More than maudlin about the end of his collegiate career, Smith said he is excited about preparing for life after Georgia and for wherever the winds of the NFL draft may take him.

Beyond any regrets for the tough losses this season — both on the roster and the schedule — he seems quite at peace with the strides he made as a player and the response of his teammates to the trials of 2013.

“No tears,” he said. “I did everything I set out to do. I left with a good legacy, as a good football player and a good man of character. I’ll smile when the last game is done and will move on to my next step in life.

“I love this place, but I don’t have a sad feeling about leaving. It will always be a part of me. That’s something I’ll be happy about.”

It is a short trip from Atlanta to Athens, but Greg and Cynthia Smith’s youngest son has come a long way since leaving Douglass High for Georgia.

He had this idea that he wanted to do something special in college. He, after all, comes from a household of high expectation — both brothers have master’s degrees. But how exactly would he go about it?

Not being a knucklehead would be a good start. That was not exactly a given for a kid who was labeled something of a rabble-rouser in elementary school (Smith said he just liked to argue). He still remembers being 10 years old and having an adult tell him he would never amount to anything. In a way, that misguided grown-up did him a favor.

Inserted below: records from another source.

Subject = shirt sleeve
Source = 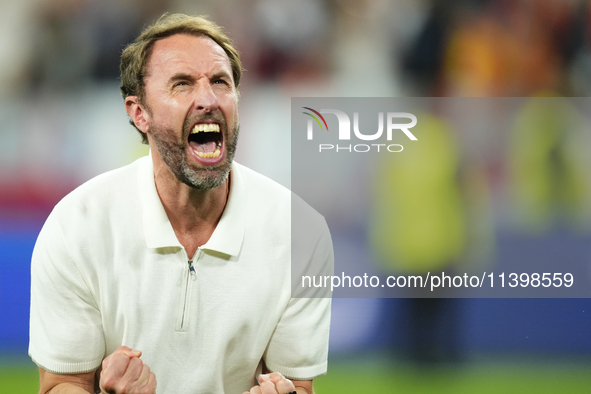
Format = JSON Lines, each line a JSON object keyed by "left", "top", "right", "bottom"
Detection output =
{"left": 263, "top": 213, "right": 333, "bottom": 380}
{"left": 263, "top": 297, "right": 332, "bottom": 380}
{"left": 29, "top": 209, "right": 105, "bottom": 374}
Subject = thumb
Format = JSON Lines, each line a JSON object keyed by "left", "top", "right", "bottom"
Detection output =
{"left": 101, "top": 346, "right": 142, "bottom": 370}
{"left": 116, "top": 345, "right": 142, "bottom": 358}
{"left": 122, "top": 349, "right": 142, "bottom": 358}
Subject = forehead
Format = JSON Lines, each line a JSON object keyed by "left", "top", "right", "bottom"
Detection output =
{"left": 146, "top": 34, "right": 232, "bottom": 79}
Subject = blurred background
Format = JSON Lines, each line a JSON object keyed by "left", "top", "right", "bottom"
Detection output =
{"left": 2, "top": 0, "right": 591, "bottom": 392}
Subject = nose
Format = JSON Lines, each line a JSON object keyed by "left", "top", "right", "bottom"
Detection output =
{"left": 193, "top": 80, "right": 218, "bottom": 113}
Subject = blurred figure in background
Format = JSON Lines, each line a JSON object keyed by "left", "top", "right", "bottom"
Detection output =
{"left": 0, "top": 1, "right": 37, "bottom": 101}
{"left": 29, "top": 0, "right": 172, "bottom": 90}
{"left": 370, "top": 110, "right": 494, "bottom": 365}
{"left": 508, "top": 97, "right": 591, "bottom": 235}
{"left": 403, "top": 0, "right": 587, "bottom": 97}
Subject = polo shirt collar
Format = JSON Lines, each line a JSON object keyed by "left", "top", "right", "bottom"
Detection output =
{"left": 201, "top": 161, "right": 245, "bottom": 257}
{"left": 138, "top": 155, "right": 245, "bottom": 257}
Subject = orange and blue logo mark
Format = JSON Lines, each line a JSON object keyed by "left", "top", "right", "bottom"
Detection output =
{"left": 302, "top": 107, "right": 329, "bottom": 131}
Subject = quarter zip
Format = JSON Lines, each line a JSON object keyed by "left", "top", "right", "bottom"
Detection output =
{"left": 188, "top": 260, "right": 197, "bottom": 280}
{"left": 176, "top": 249, "right": 199, "bottom": 332}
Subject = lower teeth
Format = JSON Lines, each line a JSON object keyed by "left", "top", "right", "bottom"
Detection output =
{"left": 195, "top": 147, "right": 221, "bottom": 159}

Smith made a conscious decision not to show up on a police report — because too many others on the team were. And too many of his friends back home had fallen out and fallen into trouble. This was his chance to model some different choices, to break with the cliches that spring from both big-time collegiate athletics and the inner city.

He eventually grew slightly evangelistic about spreading a message of responsibility. Smith found the family digs in Atlanta to be an especially nurturing setting for such seminars.

“Every once in a while, he brought guys home who were on the edge, just to sit them down and talk to them, to try to get them to go right,” said Smith’s father. “He’s always tried to help people.”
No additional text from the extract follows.